Led by political scientist Macartan Humphreys, a RSF-funded study examines the effectiveness of governmental programs to reduce discrimination in the urban rental housing market.

Housing discrimination against racial minorities continues to persist in New York City despite one of the most comprehensive fair housing laws in the country. The latest large-scale multi-city audit of housing discrimination conducted by the U.S. Department of Housing and Urban Development between 2000 and 2002 revealed significant levels of discrimination in housing against blacks and Hispanics in NYC. Yet, little evidence exists concerning the effectiveness of different types of institutional responses to discrimination. What is the impact of governmental appeals encouraging landlords and brokers to comply with fair housing law on the incidence of discrimination experienced by racial minorities who interact with these landlords and brokers during the housing search process?

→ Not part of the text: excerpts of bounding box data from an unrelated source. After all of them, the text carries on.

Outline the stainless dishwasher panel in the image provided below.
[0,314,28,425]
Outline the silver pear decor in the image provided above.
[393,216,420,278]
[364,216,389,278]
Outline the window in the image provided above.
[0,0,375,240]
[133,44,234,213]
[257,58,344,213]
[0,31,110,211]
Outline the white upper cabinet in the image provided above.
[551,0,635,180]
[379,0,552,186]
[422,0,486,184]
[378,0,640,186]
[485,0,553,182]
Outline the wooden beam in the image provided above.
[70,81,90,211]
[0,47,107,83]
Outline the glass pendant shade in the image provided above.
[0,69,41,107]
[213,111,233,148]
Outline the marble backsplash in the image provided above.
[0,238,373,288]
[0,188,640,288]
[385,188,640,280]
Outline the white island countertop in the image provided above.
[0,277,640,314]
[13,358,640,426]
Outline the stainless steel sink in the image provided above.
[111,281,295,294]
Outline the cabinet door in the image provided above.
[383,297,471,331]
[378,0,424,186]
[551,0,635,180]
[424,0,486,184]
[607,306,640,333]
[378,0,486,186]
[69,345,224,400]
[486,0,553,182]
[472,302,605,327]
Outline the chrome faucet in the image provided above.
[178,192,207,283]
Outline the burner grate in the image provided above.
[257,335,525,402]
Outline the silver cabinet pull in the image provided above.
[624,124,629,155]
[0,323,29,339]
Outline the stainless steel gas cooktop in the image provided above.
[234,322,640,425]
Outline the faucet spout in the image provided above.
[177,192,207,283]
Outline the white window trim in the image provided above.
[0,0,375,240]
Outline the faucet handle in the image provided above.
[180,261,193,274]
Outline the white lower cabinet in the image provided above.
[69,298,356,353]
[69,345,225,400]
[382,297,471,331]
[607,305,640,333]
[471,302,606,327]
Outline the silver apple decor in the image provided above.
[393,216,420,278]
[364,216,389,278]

Columbia University’s Center for the Study of Development Strategies has partnered with the City of New York to examine strategies to combat discrimination against racial minorities in the rental housing market.

Led by political scientist Macartan Humphreys, the study examines the effectiveness of governmental programs to reduce discrimination in the urban rental housing market. The subjects of the study are landlords or brokers who reply to inquiries about their NYC rental housing ads and who interact with three prospective rental housing seekers – the testers. In order to compare landlords and brokers’ treatment of different racial minorities, these teams of three testers – one white, one black, and one Hispanic – only vary by race and are matched on other key social, demographic, and biographical characteristics that may affect the dynamics of personal interactions with landlords and brokers.

Using the audit design methodology pioneered by past housing discrimination studies to measure discrimination by race, subjects are randomly assigned to one of three possible experimental groups, each corresponding to a different messaging condition. Landlords and brokers may receive (1) a punitive message, highlighting the potential costs of violating fair housing law; (2) an informational message, reminding landlords and brokers of their obligations under fair housing law; and (3) a control condition in which no message of any form is sent. Data collected through this experimental and ethnographic study will illustrate where rental housing discrimination against blacks and Hispanics is most prevalent in New York City at different times and places, from the city block level to the borough or city level, allowing Humphreys to shed light on the structure and distribution of discrimination in NYC.

The results of the study will be published in a non-technical public report. Humphreys will also write at least one article for submission to a peer-reviewed journal that contains technical findings, which highlight the social scientific contributions of the study. The dataset used to analyze the findings will also be made available to the social science research community.